It’s one of the biggest data privacy laws in over 20 years. The European Union’s General Data Protection Regulation (GDPR) will go into effect on May 25, 2018. These regulations will impact businesses that utilize personal data of EU citizens, even if the company does not have a physical presence in Europe. This means that the GDPR will be applicable for US websites as well.
If you are a US company with a website and you receive traffic from European Union visitors, regardless whether you market your products or services to European markets, listen up.
Here’s what every US business needs to know about the new data privacy rules, GDPR requirements and deadlines.
GDPR Meaning
What is GDPR? What does GDPR Mean?
GDPR, which stands for General Data Protection Regulation, was passed back in May 2016. In an effort to establish “digital rights” for European Union citizens, the EU gave websites two years to comply with the new set of personal data protection and privacy rules.
GDPR Goes Into Effect May 25, 2018.
No matter where you are based, the GDPR will apply to any organization that collects and stores personal data* on European Union users on their website as of May 25, 2018.
What Does Personal Data Include Under GDPR?
According to the European Commission, personal data* includes, “any information relating to an individual, whether it relates to his or her private, professional or public life. It can be anything from a name, a home address, a photo, an email address, bank details, posts on social networking websites, medical information, or a computer’s IP address.”
- Identification information: name, telephone, physical and email address and government ID numbers
- Website data: location, IP address, cookie histories and RFID tags
- Health, mental and genetic data
- Biometric data
- Racial, cultural or ethnic data
- Political opinions
- Sexual orientation
- Tagged photos
How will GDPR Impact US Websites?
Considered data controllers, all US business websites that collect personal information will be held accountable for any data collected, processed or dispersed on an EU citizen.

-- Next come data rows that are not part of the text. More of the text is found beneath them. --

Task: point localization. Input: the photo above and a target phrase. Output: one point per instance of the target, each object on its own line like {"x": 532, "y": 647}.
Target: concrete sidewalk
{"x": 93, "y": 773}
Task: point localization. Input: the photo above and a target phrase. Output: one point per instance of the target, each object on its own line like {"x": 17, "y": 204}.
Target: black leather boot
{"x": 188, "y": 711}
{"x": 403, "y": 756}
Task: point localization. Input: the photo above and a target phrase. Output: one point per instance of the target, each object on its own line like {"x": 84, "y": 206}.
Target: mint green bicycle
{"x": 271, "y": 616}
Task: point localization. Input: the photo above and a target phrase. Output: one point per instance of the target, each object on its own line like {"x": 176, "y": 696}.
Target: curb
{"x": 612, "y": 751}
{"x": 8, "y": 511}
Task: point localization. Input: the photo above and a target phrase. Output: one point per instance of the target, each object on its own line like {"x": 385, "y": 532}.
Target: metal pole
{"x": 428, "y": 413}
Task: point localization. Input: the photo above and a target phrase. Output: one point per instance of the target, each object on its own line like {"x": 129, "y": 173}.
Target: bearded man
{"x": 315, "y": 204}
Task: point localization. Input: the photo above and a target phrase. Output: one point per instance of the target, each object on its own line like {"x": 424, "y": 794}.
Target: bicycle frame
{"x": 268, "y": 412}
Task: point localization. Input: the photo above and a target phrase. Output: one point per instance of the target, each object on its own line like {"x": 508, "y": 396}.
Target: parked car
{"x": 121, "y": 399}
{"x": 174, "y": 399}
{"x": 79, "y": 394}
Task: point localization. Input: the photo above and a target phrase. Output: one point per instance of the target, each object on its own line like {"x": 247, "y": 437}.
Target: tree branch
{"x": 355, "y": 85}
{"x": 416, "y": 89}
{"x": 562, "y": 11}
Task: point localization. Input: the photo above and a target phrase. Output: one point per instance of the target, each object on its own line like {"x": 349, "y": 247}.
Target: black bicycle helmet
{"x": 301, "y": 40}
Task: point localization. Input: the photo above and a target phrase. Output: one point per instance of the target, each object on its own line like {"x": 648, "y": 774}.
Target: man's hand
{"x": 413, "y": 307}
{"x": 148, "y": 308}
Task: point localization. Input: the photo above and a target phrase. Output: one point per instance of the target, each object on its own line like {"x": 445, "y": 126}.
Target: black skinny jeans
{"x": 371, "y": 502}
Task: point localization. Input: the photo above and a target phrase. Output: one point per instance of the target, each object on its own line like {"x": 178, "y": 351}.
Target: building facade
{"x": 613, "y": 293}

If an infringement of a customers’ information occurs on a US website or a breach of security is not reported correctly, organizations could risk steep financial and legal penalties. If you don’t do anything to comply, you’re looking at potential fines of up to 4% of annual global revenue or 20 million euros ($23,714,240 U.S. dollars), whichever is greater.
Steps to Ensure GDPR Compliance for US Websites
As you can imagine, compliance will be difficult for small (even large) U.S. businesses who operate websites and may receive web visits from European residents.
GDPR requires companies that collect personal data on their websites to first ask for consent.
For example, let’s say you run an advertisement promoting a white paper. But in order for users to access your piece of content, you ask them to complete a form with their name and email address.
What can be done with this captured data?
In a business to business (B2B) scenario, you can use the email to send the white paper, however, you must give the recipients the option to opt-out of future emails, include a privacy notice on how their data will be processed and link to your GDPR compliant privacy policy as well.
You no longer have the right to keep their details on your US website since the “transaction” has been fulfilled by sending them the white paper. Unless you make some changes…
Thankfully we have some tips to help you get in compliance with GDPR in 2021:
- Edit all forms by asking for their company name and adding a description of what the user is signing up for
- Ensure all forms and other data collection methods on websites are explicitly opt-in (note, a tick-box must not be pre-ticked)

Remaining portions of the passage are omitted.